Librarian’s Pick: A Particular Kind Of Black Man – Tope Folarin
“Tunde is the young son of Nigerian immigrants growing up in a very white Utah in the late 1980s and early ’90s. Despite his college education, Tunde’s father constantly shifts from one job to another, unable to find one that can support his family. When Tunde and his brother are young, their mother begins showing symptoms of schizophrenia. She sometimes hits or pinches Tunde, which he learns to accept as an expression of love. One day, she kidnaps her sons, and they flee to a women’s shelter, disrupting Tunde’s relationship with his father. Eventually, she returns to Nigeria, leaving Tunde, his brother and his father behind.
Understanding the social structures between black communities and white communities is especially difficult for Tunde, as he grows up surrounded by white people in Utah, some of whom consider him a servant or rub his skin, expecting the black to come off. His misguided attempts to fit in continue through high school and into college, such as when he forces himself to listen to Creed until he starts to like it. He is always an outsider, narrating his surroundings almost like he believes himself to be watching a movie, not watching his life unfold. Still, his admission that he is struggling between two contrasting yet seemingly real sets of memories comes as an interesting surprise and takes the book in a slightly surreal direction.
The title refers to the “kind of black man” who is acceptable to white people. As Tunde slowly unravels the layers of implications of his desire to be this type of man, he begins to understand that his fragmented sense of home must be rectified before he can grow as a person.
While juggling themes of the struggles of immigrant families and the effect of parental mental illness, Folarin plays with structure and pacing, sometimes filling a page with only one poignant line. Once Tunde realizes that he can’t trust his memory, less is more. “And I’m learning that memory isn’t just a catalog of things past; in times of desperation or loss or exile a memory can be a passageway into the future.”
Librarian’s Pick: Inland – Tea Obreht
“Wife and mother Nora Lark lives in an unincorporated Arizona town struck by drought. When Inland opens, her husband is out searching for potable water and her two older sons have disappeared, leaving her alone with her youngest son, Toby, and her husband’s 17-year-old cousin, Josie, known for her psychic powers. Both Josie and Toby swear the homestead is being menaced by a mysterious beast, and between the young cousins’ growing hysteria and the lack of drinking water, Nora is at her wit’s end. But how can Nora doubt their claim when she herself carries on a daily conversation with her daughter, Evelyn, who died of heatstroke as a baby?
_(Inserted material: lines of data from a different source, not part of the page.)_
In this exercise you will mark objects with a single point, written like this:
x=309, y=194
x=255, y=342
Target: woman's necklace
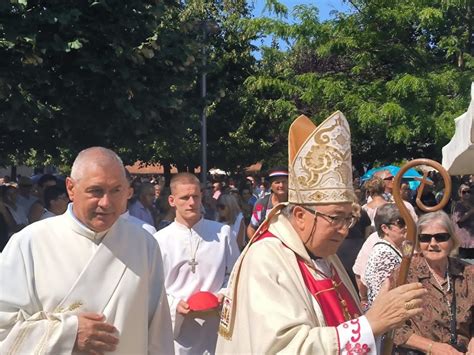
x=192, y=262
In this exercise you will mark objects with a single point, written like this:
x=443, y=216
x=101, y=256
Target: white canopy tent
x=458, y=154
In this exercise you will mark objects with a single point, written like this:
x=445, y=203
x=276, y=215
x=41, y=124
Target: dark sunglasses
x=439, y=237
x=400, y=223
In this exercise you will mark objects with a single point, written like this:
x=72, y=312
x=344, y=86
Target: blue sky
x=324, y=6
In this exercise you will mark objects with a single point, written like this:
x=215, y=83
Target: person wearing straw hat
x=278, y=177
x=288, y=292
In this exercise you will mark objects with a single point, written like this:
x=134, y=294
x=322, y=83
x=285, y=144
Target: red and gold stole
x=337, y=304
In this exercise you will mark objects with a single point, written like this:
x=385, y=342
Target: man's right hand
x=183, y=308
x=391, y=308
x=94, y=335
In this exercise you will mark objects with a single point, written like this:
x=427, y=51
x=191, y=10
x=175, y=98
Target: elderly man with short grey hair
x=83, y=281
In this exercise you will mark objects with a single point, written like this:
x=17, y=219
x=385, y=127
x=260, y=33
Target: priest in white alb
x=198, y=256
x=288, y=292
x=87, y=281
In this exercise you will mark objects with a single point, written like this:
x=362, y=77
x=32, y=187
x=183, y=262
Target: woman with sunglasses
x=446, y=326
x=463, y=220
x=385, y=255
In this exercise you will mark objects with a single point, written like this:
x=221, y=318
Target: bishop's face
x=186, y=199
x=323, y=232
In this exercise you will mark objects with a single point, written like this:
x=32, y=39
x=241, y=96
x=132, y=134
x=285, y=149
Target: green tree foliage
x=121, y=74
x=399, y=70
x=76, y=74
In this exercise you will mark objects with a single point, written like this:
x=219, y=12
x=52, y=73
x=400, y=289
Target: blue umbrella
x=410, y=174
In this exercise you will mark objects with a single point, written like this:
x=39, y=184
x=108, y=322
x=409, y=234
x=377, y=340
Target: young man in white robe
x=86, y=281
x=198, y=255
x=288, y=291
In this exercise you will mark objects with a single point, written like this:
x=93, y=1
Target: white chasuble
x=196, y=259
x=57, y=268
x=270, y=309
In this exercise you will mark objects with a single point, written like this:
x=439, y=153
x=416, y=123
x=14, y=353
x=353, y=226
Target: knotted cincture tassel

Outlaw Mattie Lurie has only the dimmest memories of childhood and the Muslim religion in which he was raised before coming to the United States. Surrounded by death for most of his life, Lurie encounters ghosts at every turn. Orphaned young, he did whatever he could to survive and, after killing a man, remains on the run. When Lurie meets up with a traveling caravan of camels and their drivers who are working for the U.S. Army, he feels a personal connection to their leader, Hi Jolly, and throws in his lot with theirs.
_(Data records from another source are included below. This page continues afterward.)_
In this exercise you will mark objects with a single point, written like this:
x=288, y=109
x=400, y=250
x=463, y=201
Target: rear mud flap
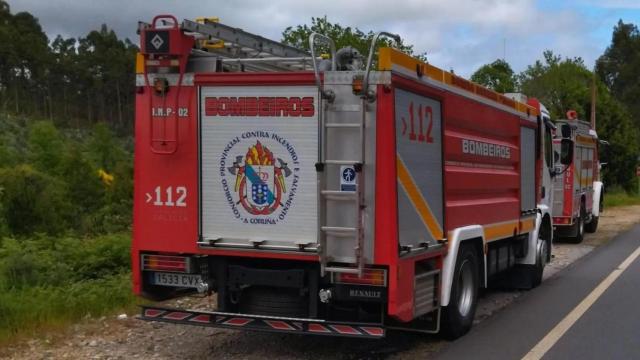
x=262, y=323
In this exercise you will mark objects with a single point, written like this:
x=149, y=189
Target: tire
x=577, y=239
x=258, y=300
x=457, y=317
x=535, y=272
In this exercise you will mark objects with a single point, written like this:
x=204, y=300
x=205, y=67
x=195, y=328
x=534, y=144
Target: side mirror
x=566, y=152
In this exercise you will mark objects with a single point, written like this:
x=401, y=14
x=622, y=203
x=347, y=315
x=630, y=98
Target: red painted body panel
x=479, y=189
x=172, y=229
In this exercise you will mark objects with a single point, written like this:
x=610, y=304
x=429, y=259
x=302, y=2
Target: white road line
x=556, y=333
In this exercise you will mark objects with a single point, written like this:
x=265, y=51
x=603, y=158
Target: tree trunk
x=119, y=104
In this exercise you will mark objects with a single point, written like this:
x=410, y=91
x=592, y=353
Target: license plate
x=176, y=280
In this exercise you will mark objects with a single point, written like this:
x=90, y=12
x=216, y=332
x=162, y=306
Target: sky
x=455, y=34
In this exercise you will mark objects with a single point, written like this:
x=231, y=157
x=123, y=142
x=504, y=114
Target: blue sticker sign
x=347, y=178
Obreht mixes the fictional with the factual in the same effortless way she mixes the magical with the real, the beast with the human. Inland is based, in part, on the true history of the use of camels in the Southwest after the Mexican-American War significantly expanded America’s borders. Though the novel could have benefited from some streamlining, the final chapter in which the paths of Nora and Lurie finally cross is a brilliant prose poem on the interrelationship between the living and the dead, between memory and loss.”